After the primary necessities of food and raiment, freedom is the first and strongest want of human nature.
—John Stuart Mill [raiment = clothing, btw]
🗓️🌐📰🤔 I’m back. A handful of unrelated things overlapped to make me publish less often than usual lately. I want to unpack it for you, because there’s some important context in there.
First, the less dramatic stuff: I’ve been traveling, both with my family and for OSV projects.
🏝️📖⛱️👫 I went to the Dominican Republic for the first time and spent most of the week reading on the beach and hanging out with my wife and kids (more on the books later).
It was 30+ Celsius/86+ Fahrenheit every day, while back home in Canada it was -30 Celsius/-22 Fahrenheit. Quite the delta! 🥵🌡️🥶
📕✍️📝 I also traveled for a writers’ room to help with someone else’s book. It was fantastic. I can’t wait to tell you more about it, because I think you’ll really like it. But for now 🤐
So that’s the travel part.
🎧🗣️🗣️🎙️✂️💬 I also spent much longer than I expected working on the Trillion Dollar Club podcast with MBI.
The raw audio was almost 3 hours long, and I spent 8+ hours doing hundreds and hundreds of edits to make it flow and sound as good as possible. I could’ve published the raw files with minimal edits, but what can I say, when it comes to podcasts, I’m more Beatles than Neil Young ¯\_(ツ)_/¯
I hope you enjoyed it. If you haven’t listened yet, consider this your reminder to check it out!
🗽⛓️💥⚖️🕊️ The other thing that blocked me from writing more is the stuff going on right now. I don’t even need to be specific, you know what’s going on.
One of my goals for this steamboat is to stay positive (that’s just my personality), and another is to never BS you. 🚢⚓
But in recent weeks, it has felt off to publish a regular edition about various cool things while incredibly consequential events are playing out. I didn’t pick the name ‘Liberty’ randomly. I’m a HUGE believer in hard-won freedoms like freedom of speech, the rule of law, due process, habeas corpus, the right to a fair trial, privacy, property rights, the presumption of innocence, free and fair elections, and the broader idea that power needs to justify itself to the individual, not the other way around.
This list 👆 isn’t exhaustive, and it doesn’t need to be because I think people should have all rights except those specifically constrained for clear, justifiable reasons, not only the rights that happen to be written down somewhere.
A lot of us try to avoid regular politics because it’s a colosseum hosting a pointless fight designed to generate strong emotions, tribalism, and kill critical thinking 📺💢
We’ve all seen it. People who would probably otherwise be smart say completely idiotic things because they were one-shotted by politics. Twitter has revealed this phenomenon and destroyed so many reputations.
BUT
There's another level: What system do we live in? What society do we want for our kids?
That’s what is being attacked right now. Maybe it’s Politics with a capital P, but it’s *not* the usual circus 🎪
I think many people’s political instincts, which are useful in normal times, are misfiring here. People who normally avoid politics (like me) are staying silent and treating this like one more episode of the same old ugly show. But it’s not. The instinct to stay out of it IS the instinct they’re counting on. If freedom-loving people look away and take our historically-very-rare freedoms for granted, we may find out the hard way how valuable what we had was.
It’s always much harder to regain lost freedoms than to preserve them. In the long arc of history, reversion to the mean = more tyranny, not less. It takes energy to fight that freedom-entropy.
To be clear: I don’t want to be writing about this. But silence is also sending a message, and I don’t want you to think that silence = tacit acceptance.
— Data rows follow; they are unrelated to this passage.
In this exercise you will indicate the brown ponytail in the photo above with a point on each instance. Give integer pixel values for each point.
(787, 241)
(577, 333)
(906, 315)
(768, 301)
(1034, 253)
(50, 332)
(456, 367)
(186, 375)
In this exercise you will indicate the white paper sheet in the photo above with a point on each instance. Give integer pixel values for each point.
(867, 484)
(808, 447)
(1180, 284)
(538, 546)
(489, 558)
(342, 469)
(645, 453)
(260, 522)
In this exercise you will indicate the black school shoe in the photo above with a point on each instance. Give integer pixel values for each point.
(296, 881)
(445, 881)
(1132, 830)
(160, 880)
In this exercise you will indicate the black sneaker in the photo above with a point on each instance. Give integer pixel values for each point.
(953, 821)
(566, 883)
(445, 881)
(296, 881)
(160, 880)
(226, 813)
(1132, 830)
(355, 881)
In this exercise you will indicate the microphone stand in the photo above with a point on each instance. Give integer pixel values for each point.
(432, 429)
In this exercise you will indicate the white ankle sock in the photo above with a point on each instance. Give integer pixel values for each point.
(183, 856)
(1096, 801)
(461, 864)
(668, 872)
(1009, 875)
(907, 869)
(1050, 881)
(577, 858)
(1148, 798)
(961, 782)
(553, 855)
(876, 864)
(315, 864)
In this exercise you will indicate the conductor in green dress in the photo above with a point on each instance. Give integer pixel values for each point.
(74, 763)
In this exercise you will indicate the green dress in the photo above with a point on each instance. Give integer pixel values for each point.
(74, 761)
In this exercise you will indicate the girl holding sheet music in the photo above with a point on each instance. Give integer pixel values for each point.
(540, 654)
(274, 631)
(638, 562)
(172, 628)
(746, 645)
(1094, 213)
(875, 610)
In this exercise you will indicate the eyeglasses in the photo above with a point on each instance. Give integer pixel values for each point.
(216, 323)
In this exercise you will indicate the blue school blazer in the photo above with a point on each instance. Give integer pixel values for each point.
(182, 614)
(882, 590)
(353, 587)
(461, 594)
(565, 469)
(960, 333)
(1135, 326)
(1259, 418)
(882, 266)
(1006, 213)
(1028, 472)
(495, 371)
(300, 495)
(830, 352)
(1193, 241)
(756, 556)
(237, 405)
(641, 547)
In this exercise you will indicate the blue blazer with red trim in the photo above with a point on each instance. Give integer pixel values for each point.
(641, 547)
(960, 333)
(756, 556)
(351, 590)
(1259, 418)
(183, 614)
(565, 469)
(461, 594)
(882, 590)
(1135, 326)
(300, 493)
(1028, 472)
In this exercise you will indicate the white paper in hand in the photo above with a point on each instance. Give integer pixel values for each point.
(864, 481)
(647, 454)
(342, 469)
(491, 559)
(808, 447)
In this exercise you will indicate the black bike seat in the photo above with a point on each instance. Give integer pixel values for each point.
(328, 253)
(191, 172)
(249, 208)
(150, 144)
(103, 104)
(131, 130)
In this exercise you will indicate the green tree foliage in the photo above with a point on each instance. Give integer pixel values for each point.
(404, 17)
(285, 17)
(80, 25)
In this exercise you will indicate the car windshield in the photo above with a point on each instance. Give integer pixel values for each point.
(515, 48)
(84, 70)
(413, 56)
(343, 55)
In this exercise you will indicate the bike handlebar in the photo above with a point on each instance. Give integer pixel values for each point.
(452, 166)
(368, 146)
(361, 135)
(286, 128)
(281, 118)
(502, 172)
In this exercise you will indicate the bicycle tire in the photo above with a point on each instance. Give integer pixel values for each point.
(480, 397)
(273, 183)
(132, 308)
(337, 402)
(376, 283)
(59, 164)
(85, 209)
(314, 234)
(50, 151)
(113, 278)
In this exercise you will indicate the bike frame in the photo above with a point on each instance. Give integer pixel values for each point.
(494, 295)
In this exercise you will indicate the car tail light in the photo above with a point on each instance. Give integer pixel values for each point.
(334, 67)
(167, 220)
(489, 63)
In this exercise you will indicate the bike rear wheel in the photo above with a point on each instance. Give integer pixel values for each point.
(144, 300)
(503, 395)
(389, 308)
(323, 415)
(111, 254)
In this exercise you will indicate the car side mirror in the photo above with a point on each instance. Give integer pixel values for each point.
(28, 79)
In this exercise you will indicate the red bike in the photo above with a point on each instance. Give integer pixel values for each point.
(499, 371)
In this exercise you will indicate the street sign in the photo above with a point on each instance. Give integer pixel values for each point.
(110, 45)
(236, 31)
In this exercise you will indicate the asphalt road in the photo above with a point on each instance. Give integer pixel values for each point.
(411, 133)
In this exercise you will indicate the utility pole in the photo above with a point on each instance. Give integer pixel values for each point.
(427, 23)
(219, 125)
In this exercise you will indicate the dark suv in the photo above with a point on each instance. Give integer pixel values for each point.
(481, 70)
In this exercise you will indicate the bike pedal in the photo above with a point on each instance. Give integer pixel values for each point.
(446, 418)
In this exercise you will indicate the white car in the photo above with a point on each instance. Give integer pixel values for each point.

I want to fly the flag for the freedoms we inherited from our ancestors. The ones people died for. 🪦📜🪶
🔎📫💚 🥃 Exploration-as-a-service: your next favorite thing is out there, you just haven’t found it yet!
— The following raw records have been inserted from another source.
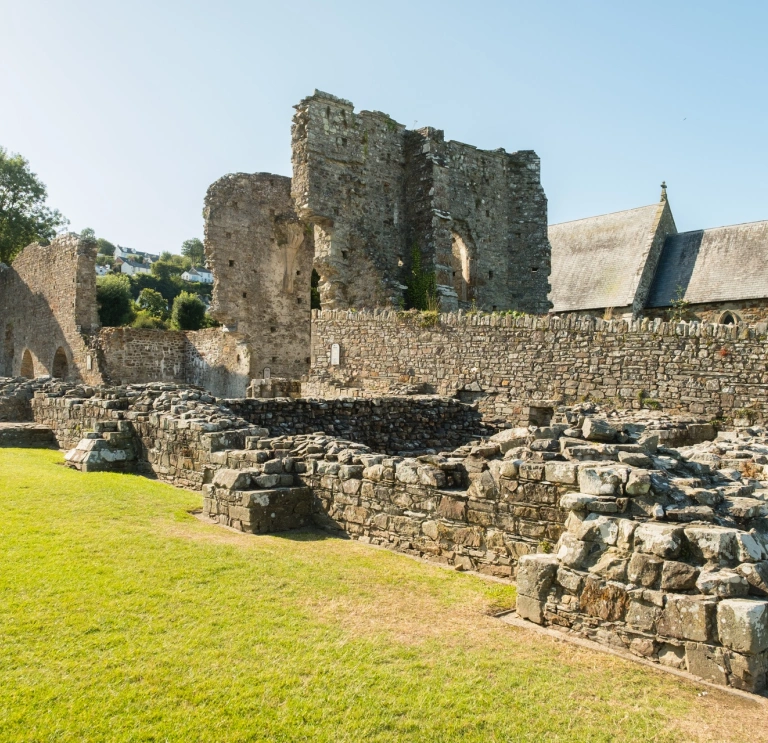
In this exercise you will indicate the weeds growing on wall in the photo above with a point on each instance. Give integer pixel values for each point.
(421, 291)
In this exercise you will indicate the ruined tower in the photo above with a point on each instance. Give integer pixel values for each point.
(375, 192)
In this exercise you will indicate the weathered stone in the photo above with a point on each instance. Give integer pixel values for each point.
(706, 662)
(536, 574)
(687, 617)
(595, 429)
(644, 570)
(607, 601)
(658, 539)
(742, 625)
(678, 576)
(723, 583)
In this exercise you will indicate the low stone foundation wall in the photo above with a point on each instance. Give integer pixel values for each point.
(387, 424)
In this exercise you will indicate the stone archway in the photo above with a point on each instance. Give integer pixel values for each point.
(729, 318)
(27, 365)
(60, 367)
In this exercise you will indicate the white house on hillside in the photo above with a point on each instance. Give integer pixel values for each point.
(132, 268)
(199, 275)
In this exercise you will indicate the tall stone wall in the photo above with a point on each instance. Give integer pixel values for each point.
(47, 308)
(503, 361)
(213, 358)
(261, 257)
(375, 192)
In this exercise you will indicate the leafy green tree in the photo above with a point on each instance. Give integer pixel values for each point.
(188, 312)
(113, 294)
(153, 302)
(24, 218)
(194, 250)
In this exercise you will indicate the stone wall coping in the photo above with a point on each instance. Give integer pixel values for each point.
(646, 326)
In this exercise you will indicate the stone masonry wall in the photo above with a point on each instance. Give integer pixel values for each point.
(375, 192)
(261, 257)
(386, 424)
(505, 362)
(47, 308)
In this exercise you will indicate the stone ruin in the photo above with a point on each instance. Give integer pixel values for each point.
(616, 470)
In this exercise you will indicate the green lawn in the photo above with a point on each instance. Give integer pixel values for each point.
(124, 618)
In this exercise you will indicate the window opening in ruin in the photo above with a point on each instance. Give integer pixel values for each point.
(27, 365)
(60, 367)
(462, 267)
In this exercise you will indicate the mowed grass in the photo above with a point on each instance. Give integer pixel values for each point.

If this newsletter adds something to your week, consider becoming a paid supporter 👇
🏦 💰 Business & Investing 💳 💴
🔮 Welcome to the Escher Hands Era 🔄
When I first got interested in artificial intelligence about 20 years ago, one of the sci-fi-sounding predictions was that we would someday, in the faaaar future, hit a point when AI would become good enough that it would start working on improving itself, creating a recursive self-improvement loop.
In other words, v1.0 helps build v1.1, which helps create v1.2, and so on.
Humans working on a problem don't get much smarter over time. But with AI, the tool itself is improving. Each version of the AI is smarter than the last and helps build the next one. So the rate of progress accelerates. Even if the difficulty of the problems scales up quickly too, you're still moving faster than if only humans were at it.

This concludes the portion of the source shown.